Ma lo sport non è guerra

domenica, 27 luglio 2014

 

A volte quando si parla di un match, di una partita, la si paragona ad una battaglia. Ma lo sport non è  guerra. Quella parola, battaglia, per i tanti conflitti che angosciano il pianeta, il suo utilizzo quotidiano purtroppo frequente, la rende un termine sgradevole, figuriamoci se accostato, impropriamente, ad un evento di sport.
In ambito sportivo, per battaglia, si vuole intendere, contrapposizione, lotta, contesa, un confronto, possibilmente ad armi pari e anche qui la parola, armi, non ci sta a far nulla. Ancora una definizione fuori luogo,  un’espressione non adatta. Sì, perché poi ad un bambino che vocaboli gli fai percepire? Quali sono i modi di dire che imparerà ad usare? Perché accostare lo sport alla guerra?
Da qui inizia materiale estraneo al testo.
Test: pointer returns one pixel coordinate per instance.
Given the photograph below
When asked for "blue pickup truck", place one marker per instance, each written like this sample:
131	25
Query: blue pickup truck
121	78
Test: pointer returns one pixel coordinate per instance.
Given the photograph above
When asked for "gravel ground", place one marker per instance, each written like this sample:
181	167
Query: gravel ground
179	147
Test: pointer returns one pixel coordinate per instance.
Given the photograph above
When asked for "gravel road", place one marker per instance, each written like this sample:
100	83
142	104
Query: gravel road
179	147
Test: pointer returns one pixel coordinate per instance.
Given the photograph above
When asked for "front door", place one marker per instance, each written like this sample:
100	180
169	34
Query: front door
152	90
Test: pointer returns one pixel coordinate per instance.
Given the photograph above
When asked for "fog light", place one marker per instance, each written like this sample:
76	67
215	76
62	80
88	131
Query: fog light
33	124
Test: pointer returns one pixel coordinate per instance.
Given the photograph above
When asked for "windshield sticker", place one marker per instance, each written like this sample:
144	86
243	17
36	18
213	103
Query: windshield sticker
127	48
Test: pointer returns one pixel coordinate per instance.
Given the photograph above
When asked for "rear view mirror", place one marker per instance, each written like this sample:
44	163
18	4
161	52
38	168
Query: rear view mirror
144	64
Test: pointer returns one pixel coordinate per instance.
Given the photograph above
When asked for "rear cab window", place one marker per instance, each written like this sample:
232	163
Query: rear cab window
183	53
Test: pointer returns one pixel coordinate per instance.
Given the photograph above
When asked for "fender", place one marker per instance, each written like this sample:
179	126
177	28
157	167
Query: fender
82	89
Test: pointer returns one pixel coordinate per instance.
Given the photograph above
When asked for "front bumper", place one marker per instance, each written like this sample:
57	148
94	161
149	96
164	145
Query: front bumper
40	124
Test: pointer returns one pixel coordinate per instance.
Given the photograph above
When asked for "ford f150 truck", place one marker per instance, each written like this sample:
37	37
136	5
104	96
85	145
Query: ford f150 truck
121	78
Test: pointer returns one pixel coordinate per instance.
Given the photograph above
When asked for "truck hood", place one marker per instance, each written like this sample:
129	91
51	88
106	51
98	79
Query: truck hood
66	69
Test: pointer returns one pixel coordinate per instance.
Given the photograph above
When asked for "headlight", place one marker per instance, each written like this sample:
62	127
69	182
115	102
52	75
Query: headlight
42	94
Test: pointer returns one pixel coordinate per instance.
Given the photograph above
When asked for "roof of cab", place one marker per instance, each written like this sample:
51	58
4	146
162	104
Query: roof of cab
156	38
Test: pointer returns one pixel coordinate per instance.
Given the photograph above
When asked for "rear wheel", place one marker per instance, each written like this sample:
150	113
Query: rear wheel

Sinonimo della parola sport è: gioco, passatempo, divertimento … ed è così che andrebbe sempre definito quell’attimo di svago, di aggregazione, che ti fa sentire parte di un gruppo, e a volte ti fa trepidare e stare con il fiato sospeso sino all’ultimo minuto, che  ti fa gioire e soffrire, che ti coinvolge e ti fa sperare, che ti rende consapevole di quanto sia necessario, lo sport. E ti insegna a rispettare l’altro, il tuo avversario, non il tuo nemico.
Altrimenti un ragazzino può confondersi. Può anche pensare che la guerra sia uno sport. Può, per assurdo, considerare che la guerra sia un gioco, un passatempo, un divertimento. Come quella dei videogiochi che quando miri il bersaglio, l’uomo che dal monitor spara verso te, una volta colpito, finita la partita, alla successiva è di  nuovo lì, in piedi, pronto ad iniziarne un’altra.
Ed invece non è così. Ricordiamocelo, non è così. Ricordiamocelo, noi, genitori, appassionati, tifosi, noi che scriviamo, che raccontiamo, noi che descriviamo con le parole, di utilizzare sempre quelle giuste, quelle adatte a narrare lo sport per quel che in effetti è:  un gioco, un passatempo, un divertimento. Pensando a quei ragazzini che vivono sotto lo stesso cielo,  che vorrebbero giocare insieme ma che una guerra assurda divide.